I ask Calix about it later, the next day, I think, when he and I are doing laundry from the nest, shoving the washing machine full of blankets, and he says that in the Polloi, a heat breaking quickly is taken to mean it’s likely the omega is pregnant.

“Oh,” I say, feeling myself shrink inside.

He sighs and pulls me against him to kiss the top of my head. “I haven’t forgotten about it, you know. I did talk to Coltrain.”

I wriggle out of his grasp.

“It’s more complicated, you know,” he says. “Not only do all the omegas down there have their tubes tied surgically, but they’re on birth control to stop their periods, just for the sake of convenience. No one wants women with the brain power of toddlers to have to change tampons.”

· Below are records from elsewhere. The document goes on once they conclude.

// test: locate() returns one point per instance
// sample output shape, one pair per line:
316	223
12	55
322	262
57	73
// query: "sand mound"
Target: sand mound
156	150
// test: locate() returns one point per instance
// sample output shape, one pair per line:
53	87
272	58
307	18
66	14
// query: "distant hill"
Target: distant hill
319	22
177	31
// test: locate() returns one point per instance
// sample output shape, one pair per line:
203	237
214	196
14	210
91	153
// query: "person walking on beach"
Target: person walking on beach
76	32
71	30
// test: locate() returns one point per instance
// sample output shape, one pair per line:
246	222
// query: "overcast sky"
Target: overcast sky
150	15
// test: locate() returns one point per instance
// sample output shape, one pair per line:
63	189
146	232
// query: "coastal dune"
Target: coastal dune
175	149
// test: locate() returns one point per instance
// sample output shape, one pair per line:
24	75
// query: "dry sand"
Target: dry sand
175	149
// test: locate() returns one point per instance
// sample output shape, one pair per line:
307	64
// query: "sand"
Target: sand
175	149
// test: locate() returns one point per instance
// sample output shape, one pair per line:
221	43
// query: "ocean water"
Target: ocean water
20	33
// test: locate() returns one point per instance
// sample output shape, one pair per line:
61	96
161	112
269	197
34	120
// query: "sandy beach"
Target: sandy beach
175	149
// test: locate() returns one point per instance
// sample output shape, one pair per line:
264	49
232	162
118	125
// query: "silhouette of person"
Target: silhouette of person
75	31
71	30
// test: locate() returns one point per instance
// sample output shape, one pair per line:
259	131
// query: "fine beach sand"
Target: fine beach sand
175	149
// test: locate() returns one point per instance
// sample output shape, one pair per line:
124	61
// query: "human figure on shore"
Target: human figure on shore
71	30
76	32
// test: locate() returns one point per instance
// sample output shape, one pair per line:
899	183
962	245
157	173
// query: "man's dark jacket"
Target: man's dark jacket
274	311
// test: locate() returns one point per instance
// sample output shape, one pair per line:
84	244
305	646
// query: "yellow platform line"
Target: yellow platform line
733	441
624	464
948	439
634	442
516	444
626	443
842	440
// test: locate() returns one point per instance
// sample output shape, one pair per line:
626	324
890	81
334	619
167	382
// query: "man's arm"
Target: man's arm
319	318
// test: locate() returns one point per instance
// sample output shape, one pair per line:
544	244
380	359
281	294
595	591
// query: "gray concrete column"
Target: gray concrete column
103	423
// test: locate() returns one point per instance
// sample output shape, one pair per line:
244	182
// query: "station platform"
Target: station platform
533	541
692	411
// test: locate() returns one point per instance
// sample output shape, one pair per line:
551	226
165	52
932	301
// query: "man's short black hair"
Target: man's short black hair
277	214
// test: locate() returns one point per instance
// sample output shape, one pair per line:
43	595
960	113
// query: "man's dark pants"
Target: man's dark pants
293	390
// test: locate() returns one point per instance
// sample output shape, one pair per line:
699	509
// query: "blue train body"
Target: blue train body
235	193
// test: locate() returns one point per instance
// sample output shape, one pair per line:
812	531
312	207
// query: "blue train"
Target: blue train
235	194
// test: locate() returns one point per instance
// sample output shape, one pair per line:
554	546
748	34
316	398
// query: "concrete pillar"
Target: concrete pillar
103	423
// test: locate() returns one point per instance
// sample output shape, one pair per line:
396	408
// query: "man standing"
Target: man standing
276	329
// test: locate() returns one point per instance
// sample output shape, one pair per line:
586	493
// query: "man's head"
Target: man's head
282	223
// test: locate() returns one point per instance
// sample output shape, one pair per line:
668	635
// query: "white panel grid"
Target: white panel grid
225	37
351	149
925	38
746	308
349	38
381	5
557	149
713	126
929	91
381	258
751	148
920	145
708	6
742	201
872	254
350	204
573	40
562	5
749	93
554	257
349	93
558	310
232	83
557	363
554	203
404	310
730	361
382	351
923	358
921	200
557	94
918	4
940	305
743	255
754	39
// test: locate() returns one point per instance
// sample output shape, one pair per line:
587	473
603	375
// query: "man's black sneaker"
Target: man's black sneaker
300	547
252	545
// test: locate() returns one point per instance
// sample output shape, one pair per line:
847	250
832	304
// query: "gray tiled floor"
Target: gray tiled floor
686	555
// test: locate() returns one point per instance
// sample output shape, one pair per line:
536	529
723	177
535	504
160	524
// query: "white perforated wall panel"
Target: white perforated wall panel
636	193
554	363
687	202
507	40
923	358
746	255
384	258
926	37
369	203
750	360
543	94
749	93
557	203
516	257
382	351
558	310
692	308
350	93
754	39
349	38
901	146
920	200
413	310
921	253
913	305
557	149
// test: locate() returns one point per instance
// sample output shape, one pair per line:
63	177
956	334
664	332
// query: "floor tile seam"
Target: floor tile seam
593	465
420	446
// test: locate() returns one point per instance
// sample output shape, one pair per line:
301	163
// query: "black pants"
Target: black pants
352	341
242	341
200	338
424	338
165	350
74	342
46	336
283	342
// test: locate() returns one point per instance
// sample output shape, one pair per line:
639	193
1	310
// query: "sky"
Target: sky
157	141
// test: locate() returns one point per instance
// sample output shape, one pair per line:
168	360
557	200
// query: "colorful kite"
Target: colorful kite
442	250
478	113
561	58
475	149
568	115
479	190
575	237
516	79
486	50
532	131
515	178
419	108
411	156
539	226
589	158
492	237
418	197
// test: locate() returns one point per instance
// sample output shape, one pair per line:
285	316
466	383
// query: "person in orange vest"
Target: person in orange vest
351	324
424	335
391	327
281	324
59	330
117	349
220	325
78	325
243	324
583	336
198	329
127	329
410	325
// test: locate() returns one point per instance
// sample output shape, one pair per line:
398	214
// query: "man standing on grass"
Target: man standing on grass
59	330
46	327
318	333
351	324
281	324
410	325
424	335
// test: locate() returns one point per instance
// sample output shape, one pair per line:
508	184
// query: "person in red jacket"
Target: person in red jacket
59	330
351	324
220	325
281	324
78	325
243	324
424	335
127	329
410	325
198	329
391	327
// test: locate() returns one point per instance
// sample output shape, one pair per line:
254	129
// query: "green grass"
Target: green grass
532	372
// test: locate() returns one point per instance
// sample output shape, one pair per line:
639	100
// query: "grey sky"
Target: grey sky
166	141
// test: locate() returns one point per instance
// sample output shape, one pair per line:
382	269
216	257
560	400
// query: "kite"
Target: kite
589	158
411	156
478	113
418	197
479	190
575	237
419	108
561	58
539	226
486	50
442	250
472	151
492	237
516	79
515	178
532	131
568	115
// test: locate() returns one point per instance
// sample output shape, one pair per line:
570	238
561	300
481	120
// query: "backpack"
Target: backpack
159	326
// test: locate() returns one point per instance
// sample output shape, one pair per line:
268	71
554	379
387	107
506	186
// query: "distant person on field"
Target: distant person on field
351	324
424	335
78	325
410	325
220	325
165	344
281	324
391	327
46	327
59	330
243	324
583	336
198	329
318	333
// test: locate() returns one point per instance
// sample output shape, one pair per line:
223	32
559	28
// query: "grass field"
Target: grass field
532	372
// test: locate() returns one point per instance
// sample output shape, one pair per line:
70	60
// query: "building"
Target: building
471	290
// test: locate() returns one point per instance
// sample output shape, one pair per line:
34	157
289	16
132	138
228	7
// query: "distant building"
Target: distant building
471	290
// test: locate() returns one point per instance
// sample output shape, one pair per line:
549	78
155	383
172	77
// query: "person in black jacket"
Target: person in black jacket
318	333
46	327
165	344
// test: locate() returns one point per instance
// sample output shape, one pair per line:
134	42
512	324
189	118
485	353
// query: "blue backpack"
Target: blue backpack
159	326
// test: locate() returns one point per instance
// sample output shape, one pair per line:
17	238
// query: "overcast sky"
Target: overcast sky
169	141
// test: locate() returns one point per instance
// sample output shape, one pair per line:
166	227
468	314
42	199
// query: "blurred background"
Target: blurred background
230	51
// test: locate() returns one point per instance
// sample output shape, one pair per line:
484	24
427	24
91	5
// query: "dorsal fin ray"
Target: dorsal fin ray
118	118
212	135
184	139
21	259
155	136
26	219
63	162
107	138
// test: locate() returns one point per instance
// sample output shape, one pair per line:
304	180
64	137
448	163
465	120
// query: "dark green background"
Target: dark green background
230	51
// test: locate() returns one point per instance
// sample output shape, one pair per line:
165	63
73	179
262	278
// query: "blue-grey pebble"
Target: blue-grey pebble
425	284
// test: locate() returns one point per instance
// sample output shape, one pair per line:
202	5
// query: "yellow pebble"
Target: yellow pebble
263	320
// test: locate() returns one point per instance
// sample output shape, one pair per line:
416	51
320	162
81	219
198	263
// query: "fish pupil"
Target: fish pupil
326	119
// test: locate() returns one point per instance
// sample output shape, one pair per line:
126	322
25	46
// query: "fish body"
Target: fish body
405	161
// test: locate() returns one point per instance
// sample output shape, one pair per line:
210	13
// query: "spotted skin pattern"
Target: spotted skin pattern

“Oh,” I say, wondering why I hadn’t thought of this before. “I haven’t had a period this whole time.”

“Right,” he says. “It’s an injection. It’ll wear off in about six months. Then your cycle should start again. Now, why you’re going into heat at all, however…” He shrugs.

“I shouldn’t?”

“It’s all connected,” he says. “Heat means ovulation. Ovulation should mean menstruation eventually.”

“But with my tubes tied—”

“That just means the ovulated egg can’t get into your uterus,” he says.

“Oh, right, I guess I know that,” I mutter. “Right. The tubes being tied, it doesn’t stop my reproductory cycle, it just stops me getting pregnant.”

He nods. “Tammy and I talked it over, and we think you’re having anovoulatory heats.”

“You talked about this with Tammy?” I put my hands on my hips.

“Sorry?” He cringes.

I sigh. “Okay, what does that mean?”

“It means, like, you’re going into heat, but you’re not ovulating,” he says.

I bite my bottom lip.

“Okay, so a beta ovulates once a month, and she doesn’t go into heat,” he says, “but for a few days of the month, when she’s fertile, there are changes in her body, similar to an omega’s heat. She’ll be more receptive to sex. She’ll have changes in cervical mucus—like slick but not as intense. She’ll even have a difference in smell. It’s all mammalian stuff, right? We’re not a separate species than betas, we’re just… heightened.”

I nod. “Okay, okay. This is interesting. I guess. But what if something’s really wrong with me that I’m not having periods?”

“Yeah, well, Coltrain doesn’t want you going to another doctor, someone who isn’t in house at Cedar Falls,” he says. “And I have to admit that with your being an omega, the truth is that the regular medical establishment is kind of idiotic about us. The tendency for modern medicine is to suppress anything omega or alpha.”

“Try to make us like betas,” I say.

“Yes.”

“What about the Polloi?” I say. “What do women do in the Polloi if they aren’t having their periods?”

He snorts. “Stupid things. Most of them won’t hurt you, like drinking herbal teas and doing ritual dances under the full moon. Some of them carry the risk of infection, like yogurt douches and shit. It’s quack folkloric medicine, Lotus.”

“Yeah, but isn’t it true that a lot of midwives have knowledge of things that modern medicine doesn’t know about because men are afraid of women’s cycles and things like that?”

“No,” he says. “People who are proponents of that kind of claptrap try to say that the medical profession is corrupt, but the medical profession is based on evidence and trials and science, and this stuff is all just hogwash.”